DENVER—The American Red Cross says it’s on track to erase a $210 million deficit and balance its budget by next year.
Red Cross President and CEO Gail McGovern said during a stop in Denver on Wednesday that despite difficult economic times, the charity has passed the $85 million mark in a $100 million fund drive launched in September.
She said the deficit will be whittled down to $135 million this year.
“People just come through for the American Red Cross,” McGovern said. “So many people have been helped by the American Red Cross, they want to give. It’s amazing.”
McGovern said the Red Cross also received an infusion of $100 million in federal disaster assistance.
Last year, the group dealt with floods in the Midwest and six named coastal storms. At one point 60,000 people took refuge in Red Cross shelters after hurricanes Ike and Gustav hit Texas.
While disasters usually trigger spontaneous donations to the Red Cross, the financial meltdown and other news stole the spotlight last fall, McGovern said.
“The American public wasn’t really in tune to it (the relief effort) because it hadn’t made the headlines,” she said.

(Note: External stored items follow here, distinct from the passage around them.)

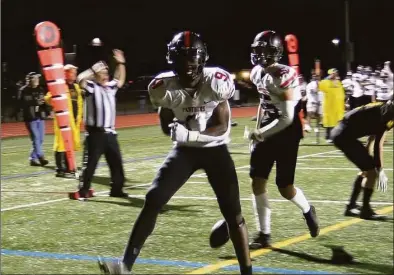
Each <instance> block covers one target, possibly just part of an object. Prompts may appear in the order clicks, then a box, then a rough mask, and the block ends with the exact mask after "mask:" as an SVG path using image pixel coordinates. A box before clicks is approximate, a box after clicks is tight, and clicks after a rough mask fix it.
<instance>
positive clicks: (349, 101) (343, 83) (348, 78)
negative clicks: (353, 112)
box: [342, 71, 354, 110]
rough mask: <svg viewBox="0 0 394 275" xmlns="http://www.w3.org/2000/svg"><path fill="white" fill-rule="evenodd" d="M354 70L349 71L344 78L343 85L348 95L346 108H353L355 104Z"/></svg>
mask: <svg viewBox="0 0 394 275" xmlns="http://www.w3.org/2000/svg"><path fill="white" fill-rule="evenodd" d="M352 75H353V74H352V71H348V72H347V73H346V77H345V79H344V80H342V86H343V88H344V89H345V95H346V101H345V102H346V110H349V109H350V110H351V109H353V106H354V98H353V97H352V95H353V91H354V83H353V80H352Z"/></svg>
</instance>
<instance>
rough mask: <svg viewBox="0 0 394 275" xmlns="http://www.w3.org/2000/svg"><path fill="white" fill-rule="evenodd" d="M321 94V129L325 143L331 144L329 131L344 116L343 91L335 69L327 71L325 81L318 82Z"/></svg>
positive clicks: (344, 103) (324, 80) (344, 113)
mask: <svg viewBox="0 0 394 275" xmlns="http://www.w3.org/2000/svg"><path fill="white" fill-rule="evenodd" d="M319 90H320V91H322V92H323V127H325V128H326V141H327V142H328V143H331V142H332V141H331V140H330V133H331V130H332V129H333V128H334V127H335V126H336V125H337V124H338V123H339V121H341V120H342V118H343V116H344V115H345V89H344V88H343V86H342V82H341V80H340V79H339V77H338V71H337V69H329V70H328V76H327V78H326V79H324V80H322V81H320V82H319Z"/></svg>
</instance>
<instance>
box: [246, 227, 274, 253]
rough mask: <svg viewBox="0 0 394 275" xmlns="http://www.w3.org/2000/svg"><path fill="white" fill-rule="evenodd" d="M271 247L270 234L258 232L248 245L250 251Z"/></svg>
mask: <svg viewBox="0 0 394 275" xmlns="http://www.w3.org/2000/svg"><path fill="white" fill-rule="evenodd" d="M267 247H271V234H264V233H263V232H261V231H259V232H257V233H256V235H255V236H254V237H253V241H252V242H250V243H249V248H250V249H252V250H256V249H261V248H267Z"/></svg>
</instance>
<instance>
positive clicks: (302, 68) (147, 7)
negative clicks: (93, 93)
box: [1, 0, 394, 78]
mask: <svg viewBox="0 0 394 275" xmlns="http://www.w3.org/2000/svg"><path fill="white" fill-rule="evenodd" d="M393 2H394V1H393V0H350V15H351V20H350V23H351V40H352V41H353V42H354V44H355V60H356V62H354V63H353V68H354V67H355V66H356V65H358V64H365V65H372V66H375V65H376V64H378V63H382V62H384V61H386V60H394V58H393V56H394V54H393V51H394V19H393V18H394V16H393V13H392V11H393V9H394V5H393ZM344 11H345V9H344V1H341V0H292V1H290V0H260V1H248V0H244V1H230V0H229V1H224V0H209V1H206V0H200V1H162V0H156V1H135V0H112V1H104V0H102V1H101V0H96V1H92V0H80V1H75V0H69V1H55V0H52V1H39V0H37V1H34V0H4V1H2V7H1V12H2V26H1V31H2V45H1V46H2V61H7V62H8V63H9V69H10V72H11V74H12V75H18V76H20V75H23V74H25V73H27V72H29V71H32V70H37V69H38V68H39V65H38V60H37V54H36V48H35V42H34V37H33V29H34V26H35V25H36V24H37V23H39V22H41V21H45V20H49V21H52V22H54V23H55V24H57V25H58V26H59V27H60V28H61V31H62V37H63V41H64V45H65V49H66V51H71V50H72V45H73V44H77V46H78V52H77V55H78V64H77V65H79V66H80V67H82V68H81V69H84V67H86V66H87V65H89V64H87V63H89V62H91V59H92V56H91V55H92V53H91V48H89V46H88V44H89V42H90V41H91V40H92V39H93V38H94V37H99V38H101V39H102V41H103V42H104V44H105V48H104V51H106V52H109V50H110V49H111V48H120V49H122V50H124V52H125V54H126V58H127V63H128V64H127V69H128V71H127V72H128V76H129V77H128V78H132V77H135V76H138V75H143V74H149V75H154V74H156V73H157V72H158V71H161V70H164V69H167V65H166V61H165V54H166V50H167V49H166V44H167V43H168V42H169V41H170V39H171V37H172V36H173V35H174V34H175V33H176V32H178V31H182V30H192V31H195V32H198V33H200V34H201V35H202V37H203V38H204V40H205V41H206V43H207V45H208V52H209V54H210V60H209V64H210V65H218V66H221V67H223V68H225V69H227V70H229V71H238V70H240V69H250V68H251V64H250V51H249V50H250V44H251V43H252V40H253V38H254V36H255V35H256V34H257V33H258V32H260V31H263V30H266V29H273V30H276V31H277V32H279V33H280V34H281V35H282V36H283V37H284V36H285V35H286V34H288V33H293V34H295V35H296V36H297V37H298V39H299V47H300V50H299V51H300V57H301V70H302V71H303V73H306V74H307V75H309V72H310V69H311V68H312V67H313V61H314V59H315V58H320V59H321V61H322V67H323V68H324V69H328V68H329V67H337V68H339V69H340V70H342V71H343V70H344V68H345V67H344V66H345V63H344V59H343V54H344V51H343V48H341V47H339V48H335V47H334V46H333V45H332V44H331V40H332V39H333V38H335V37H338V38H339V39H341V40H342V42H344V39H345V25H344V23H345V19H344ZM343 44H344V43H342V46H343Z"/></svg>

McGovern said the Red Cross is borrowing from President Barack Obama’s playbook—employing Blue State Digital, which designed Obama’s campaign Web site that helped him raise $660 million for his candidacy.
Blue State helped the Red Cross raise $1 million in December, all through donations less than $100, by reaching out to people such as past donors, those who have given blood and people who have taken a Red Cross seminar, McGovern said.
In addition to fundraising, the Red Cross is cutting costs, she said.
A third of the 3,000 employees at the group’s Washington headquarters were laid off last year, and managers are looking to cut vendor costs, travel and other non-salary expenses.
“Anything that is not nailed down, we’re looking at,” said McGovern, a professor of marketing at Harvard Business School who previously held top management positions at San Antonio-based AT&T Corp. and Fidelity Investments.
In Colorado, Regional CEO Charley Shimanski said the Red Cross is preparing for what could turn out to be a busy wildfire season after dry weather along the Front Range.
Shimanski said the group is prepared to open shelters to house 150 families on two hours’ notice and operating up to three shelters across the state for five days.